With GSA responsible for about 8,300 leases of federal agency space in private sector buildings,  the handling of building access, maintenance and security fixtures falls under its jurisdiction. The Department of Homeland Security’s Federal Protective Service (FPS), shares the joint responsibility with GSA for protecting federal facilities and their tenant spaces occupied or leased by GSA.

The GAO report (Federal Real Property: GSA Should Inform Tenant Agencies When Leasing High Security Space from Foreign Owners) addresses:

(1) what is known about foreign ownership of high-security space leased by GSA,

(2) potential risks posed by such foreign ownership, and 

(3) policies and procedures regarding GSA's leasing of space from foreign-owned  entities.
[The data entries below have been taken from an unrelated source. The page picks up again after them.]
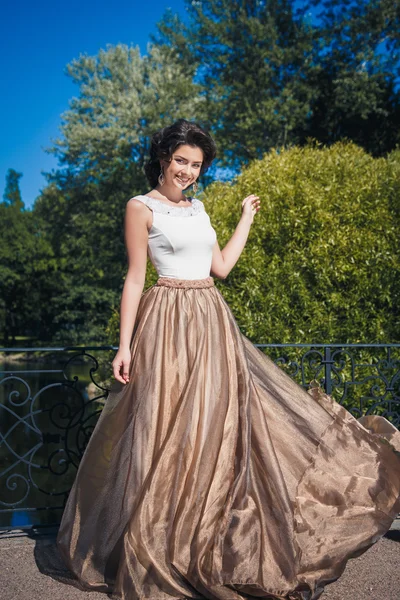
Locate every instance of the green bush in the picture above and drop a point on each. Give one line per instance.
(322, 260)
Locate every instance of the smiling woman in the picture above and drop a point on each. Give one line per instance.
(211, 473)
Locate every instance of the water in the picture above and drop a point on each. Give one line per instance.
(48, 410)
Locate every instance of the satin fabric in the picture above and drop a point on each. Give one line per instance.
(212, 474)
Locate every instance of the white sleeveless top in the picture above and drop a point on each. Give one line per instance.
(181, 239)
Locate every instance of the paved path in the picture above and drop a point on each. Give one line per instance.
(29, 569)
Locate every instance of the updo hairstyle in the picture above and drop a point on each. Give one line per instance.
(165, 141)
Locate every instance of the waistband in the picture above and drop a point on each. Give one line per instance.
(185, 283)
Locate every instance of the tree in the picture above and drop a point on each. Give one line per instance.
(253, 61)
(123, 99)
(271, 76)
(12, 194)
(356, 87)
(322, 262)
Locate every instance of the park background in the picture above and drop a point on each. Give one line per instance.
(303, 99)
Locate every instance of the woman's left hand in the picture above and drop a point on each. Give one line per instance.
(250, 207)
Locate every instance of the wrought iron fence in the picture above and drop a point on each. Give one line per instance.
(48, 411)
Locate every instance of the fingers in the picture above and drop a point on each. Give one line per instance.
(254, 201)
(124, 376)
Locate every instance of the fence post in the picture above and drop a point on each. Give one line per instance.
(328, 362)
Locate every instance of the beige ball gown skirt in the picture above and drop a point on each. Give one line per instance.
(212, 474)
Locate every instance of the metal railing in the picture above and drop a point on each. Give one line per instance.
(48, 412)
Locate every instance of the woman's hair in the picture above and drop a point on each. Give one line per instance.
(165, 141)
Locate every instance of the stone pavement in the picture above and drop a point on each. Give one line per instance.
(31, 569)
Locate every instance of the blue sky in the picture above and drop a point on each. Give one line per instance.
(37, 41)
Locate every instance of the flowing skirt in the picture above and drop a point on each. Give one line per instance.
(212, 474)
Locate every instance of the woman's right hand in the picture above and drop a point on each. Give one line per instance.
(121, 365)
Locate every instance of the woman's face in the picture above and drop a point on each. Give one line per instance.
(184, 166)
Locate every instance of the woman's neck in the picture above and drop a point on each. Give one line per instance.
(171, 195)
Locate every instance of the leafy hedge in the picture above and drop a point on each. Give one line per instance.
(322, 260)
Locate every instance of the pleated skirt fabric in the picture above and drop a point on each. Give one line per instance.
(212, 474)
The report uncovered GSA leases high-security space from foreign owners in 20 buildings for 26 tenant agencies, including organization that perform classified operations and store sensitive data.  Owners of the high-security space included companies based in countries such as Canada, China, Israel, Japan and South Korea. However, GAO was unable to identify ownership of about one-third of GSA's 1,406 high-security leases because ownership information was not available.
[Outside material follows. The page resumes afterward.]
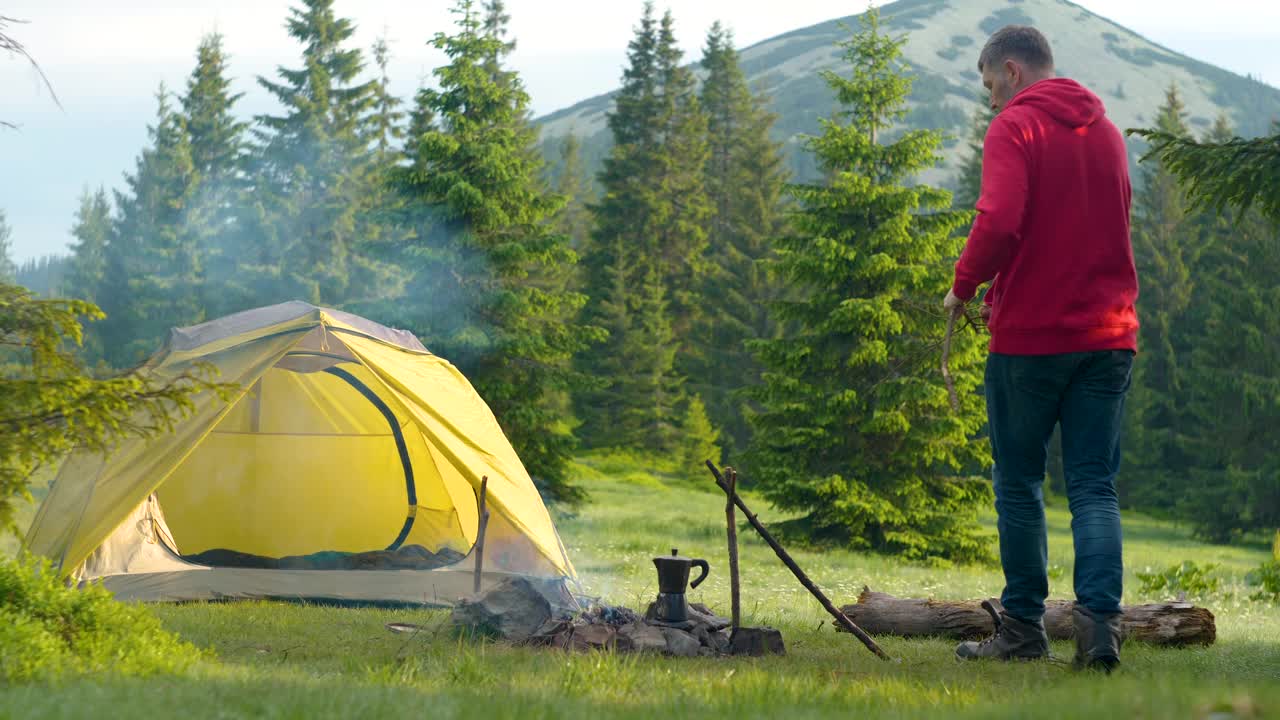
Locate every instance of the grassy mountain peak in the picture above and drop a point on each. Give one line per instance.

GAO’s report notes that “[t]he United States has long been open and receptive toward foreign investment,” and that the federal government is not prohibited from leasing space from foreign owners.  Accordingly, GSA is not required to divulge certain information regarding foreign ownership of the space when an agency or high-security purpose business is in the market to sign a lease. When leasing space, GSA is only required to determine whether the prospective lessor is a “responsible party” with the financial wherewithal to perform the contract and a satisfactory record of integrity and business ethics. As a result, federal agency tenants may be unaware that they are occupying foreign-owned space and not know whether they need to address any security risks associated with such foreign ownership. (Federal News Radio, Jan. 31)
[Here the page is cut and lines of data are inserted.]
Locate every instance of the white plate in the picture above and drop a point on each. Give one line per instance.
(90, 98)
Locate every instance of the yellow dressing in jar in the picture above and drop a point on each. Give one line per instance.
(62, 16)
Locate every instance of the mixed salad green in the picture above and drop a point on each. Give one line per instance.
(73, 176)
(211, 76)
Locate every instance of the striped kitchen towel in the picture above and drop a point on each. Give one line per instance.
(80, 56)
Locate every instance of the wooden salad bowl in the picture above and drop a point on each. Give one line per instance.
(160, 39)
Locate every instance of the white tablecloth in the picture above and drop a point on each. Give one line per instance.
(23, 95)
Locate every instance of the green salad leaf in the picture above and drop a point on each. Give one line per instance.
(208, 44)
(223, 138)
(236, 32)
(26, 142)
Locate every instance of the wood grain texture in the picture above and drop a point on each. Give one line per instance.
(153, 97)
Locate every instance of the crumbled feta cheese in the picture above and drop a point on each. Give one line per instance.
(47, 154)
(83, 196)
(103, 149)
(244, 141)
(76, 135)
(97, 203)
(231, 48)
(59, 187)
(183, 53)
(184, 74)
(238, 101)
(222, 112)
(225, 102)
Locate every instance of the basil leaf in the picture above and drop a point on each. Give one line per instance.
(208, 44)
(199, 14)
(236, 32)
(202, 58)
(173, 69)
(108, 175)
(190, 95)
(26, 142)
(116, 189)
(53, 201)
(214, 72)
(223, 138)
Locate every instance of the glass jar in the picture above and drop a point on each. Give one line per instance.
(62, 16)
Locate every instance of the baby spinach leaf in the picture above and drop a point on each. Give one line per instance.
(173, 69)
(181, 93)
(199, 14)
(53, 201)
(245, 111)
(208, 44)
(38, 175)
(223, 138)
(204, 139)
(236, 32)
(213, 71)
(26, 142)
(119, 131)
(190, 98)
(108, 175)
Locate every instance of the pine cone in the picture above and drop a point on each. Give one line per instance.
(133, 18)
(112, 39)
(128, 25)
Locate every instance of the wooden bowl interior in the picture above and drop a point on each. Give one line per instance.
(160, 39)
Federal officials told GAO that occupying space in foreign-owned buildings could pose risks such as espionage, money laundering and unauthorized cyber and physical access. (ExecutiveGov, Feb.1)

The GAO concluded its report with recommendations that GSA determine whether the beneficial owner of high-security leased space is a foreign entity and, if so, disclose that information to the tenant agency for any needed security mitigation. Since the study and report was issued, the GSA has agreed to these recommendations.

The Real Estate Roundtable was among the organizations interviewed for the study. The Roundtable explained to GAO reviewers that many of the participants in commercial real estate transactions – such as mortgage bankers, brokers, and title agents – are unlikely to have significant and important information on beneficial ownership or potential money laundering activities.